Adriana Rizzo, voluntária do CVV - Arquivo pessoal
Adriana Rizzo, voluntária do CVV Imagem: Arquivo pessoal

Wellington Soares

Colaboração para Universa

12/09/2019 04h00

Durante a campanha Setembro Amarelo, de prevenção ao suicídio, o nome do CVV (Centro de Valorização da Vida) é amplamente divulgado. A organização, uma das promotoras da campanha, é especializada em atendimentos pessoal ou por telefone - no número 188 - para pessoas que precisam de apoio emocional ou que cogitam tirar a própria vida.

No dia a dia, a realidade de quem procura o CVV é muito diferente e surpreende os voluntários que trabalham recebendo as chamadas. É o que conta Adriana Rizzo, engenheira agrônoma de Araraquara, no interior de SP, que há 20 anos inclui na sua rotina semanal um espaço para conversar com estranhos. "Acho interessante poder doar a minha escuta, que é algo tão simples, mas que faz falta a muitas pessoas", diz ela.

Para se tornar voluntária, Adriana passou por um curso de formação de oito semanas, em que a instituição é apresentada e são discutidos os principais tipos de demanda endereçadas ao CVV.

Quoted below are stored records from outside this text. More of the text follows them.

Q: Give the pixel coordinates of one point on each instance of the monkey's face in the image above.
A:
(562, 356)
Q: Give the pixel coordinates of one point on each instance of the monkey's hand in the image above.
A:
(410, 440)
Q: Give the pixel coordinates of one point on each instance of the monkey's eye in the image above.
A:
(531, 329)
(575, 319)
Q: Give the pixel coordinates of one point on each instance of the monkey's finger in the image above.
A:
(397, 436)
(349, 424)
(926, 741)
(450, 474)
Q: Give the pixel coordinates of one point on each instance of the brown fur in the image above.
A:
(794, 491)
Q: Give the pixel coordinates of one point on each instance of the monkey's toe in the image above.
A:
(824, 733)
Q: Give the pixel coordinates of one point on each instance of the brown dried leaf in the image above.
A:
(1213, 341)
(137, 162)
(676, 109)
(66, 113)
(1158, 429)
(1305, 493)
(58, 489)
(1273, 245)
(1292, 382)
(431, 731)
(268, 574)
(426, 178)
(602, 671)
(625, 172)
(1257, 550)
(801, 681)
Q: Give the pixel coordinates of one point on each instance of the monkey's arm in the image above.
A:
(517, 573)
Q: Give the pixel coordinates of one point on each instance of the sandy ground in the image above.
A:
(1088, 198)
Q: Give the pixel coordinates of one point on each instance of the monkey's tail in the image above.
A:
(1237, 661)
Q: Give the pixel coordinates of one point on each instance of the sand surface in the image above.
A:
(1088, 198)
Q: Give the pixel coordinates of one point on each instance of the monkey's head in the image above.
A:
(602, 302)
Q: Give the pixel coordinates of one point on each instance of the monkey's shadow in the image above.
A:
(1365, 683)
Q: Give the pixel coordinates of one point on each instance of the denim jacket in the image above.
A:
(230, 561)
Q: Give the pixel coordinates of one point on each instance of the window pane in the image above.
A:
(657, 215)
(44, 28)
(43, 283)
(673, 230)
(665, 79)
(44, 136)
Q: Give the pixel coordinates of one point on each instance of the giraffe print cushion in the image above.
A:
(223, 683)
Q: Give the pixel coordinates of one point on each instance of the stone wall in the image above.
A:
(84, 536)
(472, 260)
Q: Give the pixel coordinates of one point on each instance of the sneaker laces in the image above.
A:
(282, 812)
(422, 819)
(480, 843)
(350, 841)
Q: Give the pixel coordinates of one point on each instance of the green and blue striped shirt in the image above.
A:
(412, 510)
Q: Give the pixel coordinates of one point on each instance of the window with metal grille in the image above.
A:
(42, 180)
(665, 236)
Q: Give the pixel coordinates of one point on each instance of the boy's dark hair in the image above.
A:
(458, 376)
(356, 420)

"Normalmente, as pessoas contam que estão se sentindo sozinhas, desanimadas, contam os tipos de perdas que geram esses sentimentos todos: perder o trabalho, perder alguém próximo, todo tipo de relacionamento. Essas perdas que acabam provocando solidão, depressão, tristeza. É bem comum esse tipo de coisa", aponta Adriana.

Uma das principais premissas da organização é manter todo diálogo em sigilo. Levando isso em conta, a engenheira revelou a Universa um pouco sobre a rotina de quem atende as chamadas na organização.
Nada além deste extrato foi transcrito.